If I Knew Then What I Want to Know Now

Ann H GabhartAnn's Posts, One Writer's Journal

My aunt, grandfather, mother, father, 
and sisters. I was taking the picture. 
Other things may
change us, but we start and end with the family.
~Anthony Brandt



Today is my
grandfather’s birth date.  If I’ve done
the math right, John Lewis Houchin was born in 1871 on September 23. Around
that year anyway. He was one of four sons. I was sixteen when he died at the
age of ninety-one. My memories of him are of an old man who sat on the porch in
the summer time with a flyswatter handy. In the winter, he sat in a tall-backed
rocking chair in front of a fireplace. He kept the fire going by feeding it
chunks of coal and jabbing it with his poker from time to time.

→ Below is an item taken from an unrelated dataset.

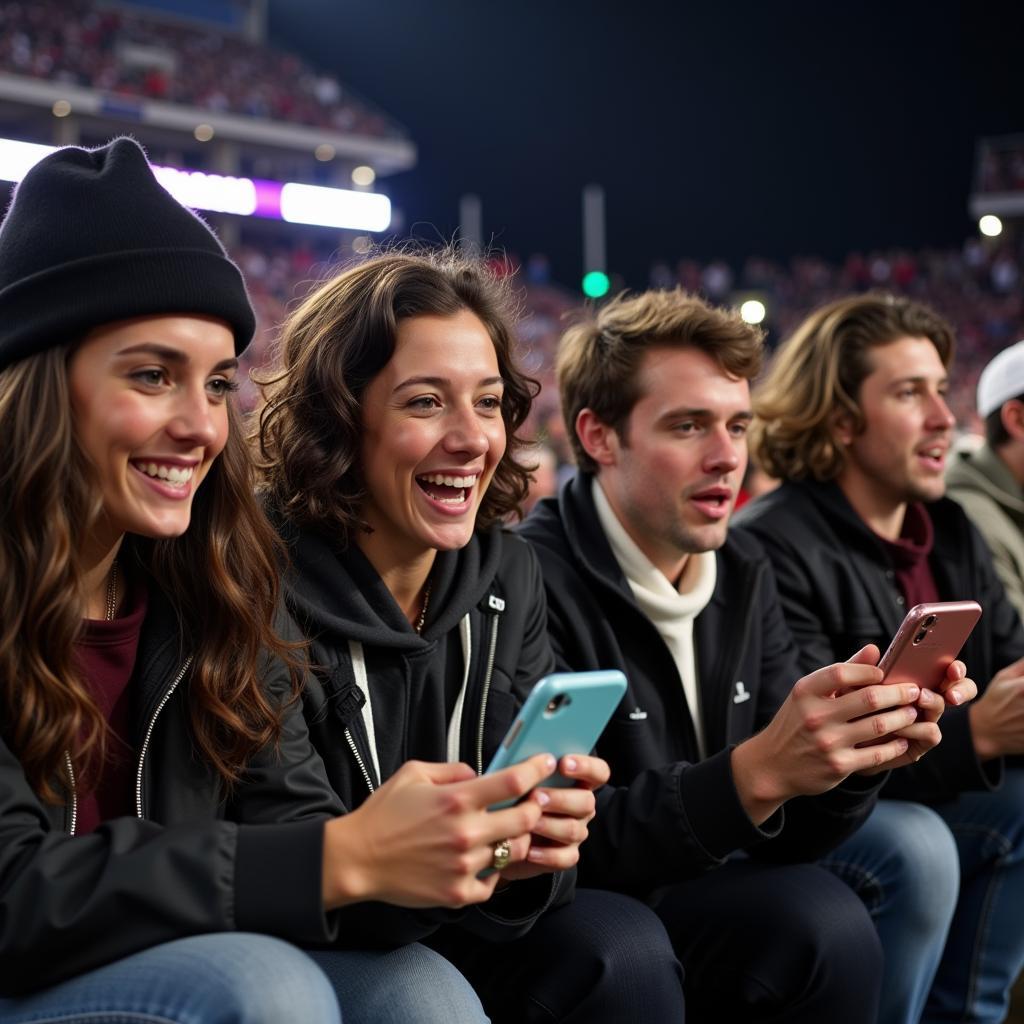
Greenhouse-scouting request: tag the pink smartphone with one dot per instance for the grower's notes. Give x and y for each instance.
(930, 637)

Sometimes he’d
let me jab the coal with the poker. I still remember how that coal looked and
sounded when it broke up under my pokes.

I do have a
vague memory of once seeing him harness his work horses out in front of the
house. He never moved into the modern era of tractors. I don’t remember him
ever talking much even when I’d go and sit in the companion rocker beside his
in front of the fire or in the swing on the porch during the summer. Now I wonder if
that was his choice or if I simply didn’t know how to listen so that he would talk.
I think of all the great stories he could have surely told me. Simple things
like what his mother was like and the things he and his brothers got into when
they were kids. Did he go fishing? Pick up pretty rocks? I know he played
marbles because he had a jar full of stone ones that we weren’t allowed to play
with.  I might have found out how he met
his wife who died when I was a toddler, so I didn’t know her at all. He could
have told me whether he liked farming or just did it because that was what men
in his family did. So many things that now would be interesting to know.

The trouble with
being a kid is not knowing what you are going to want to know fifty years down
the road. I made the same mistake with my father. I didn’t listen to his
stories well enough to ask the right questions to find out more. Thank goodness, I did listen to my mother’s
stories before they were lost in the confusion of her dementia. That’s why I
was able to write Angel Sister with
the 1930s background. But if I hadn’t been such a kid, I might know a lot more
about the 1890s too. Or about my dad’s motorcycle trip out west in 1931 when he
was twenty-one. Or why my father’s sister never married or got a job even
though she learned shorthand and typing. I know some of what my mother said
were the reasons, but I never heard it from my aunt.

So many lost
stories. And now I see it from the other side of the memory mountain. Now there
are many things about my life that my grandchildren will never know. Things
they don’t even know to ask or would not want to sit still and listen to if I
told them. At least not right now. But someday, they may look back with some of
the same regret I have as I consider my grandfather’s birth date and think how
sad that I missed the opportunity to know these people, my family, better.  

Of course, I
have written a lot of books and some of my life has filtered into those stories.
So if my grandkids or great grandkids ever read those books, they will might get glimpses into my past. Trouble is, they won’t know which parts I remembered and which
parts I made up. Maybe they’ll think all the exciting and good scenes were the
remembered ones. A grandmother can hope, can’t she?

You don’t choose
your family. They are God’s gift to you, as you are to them.
~Desmond Tutu

 Do you remember your grandparents and their stories?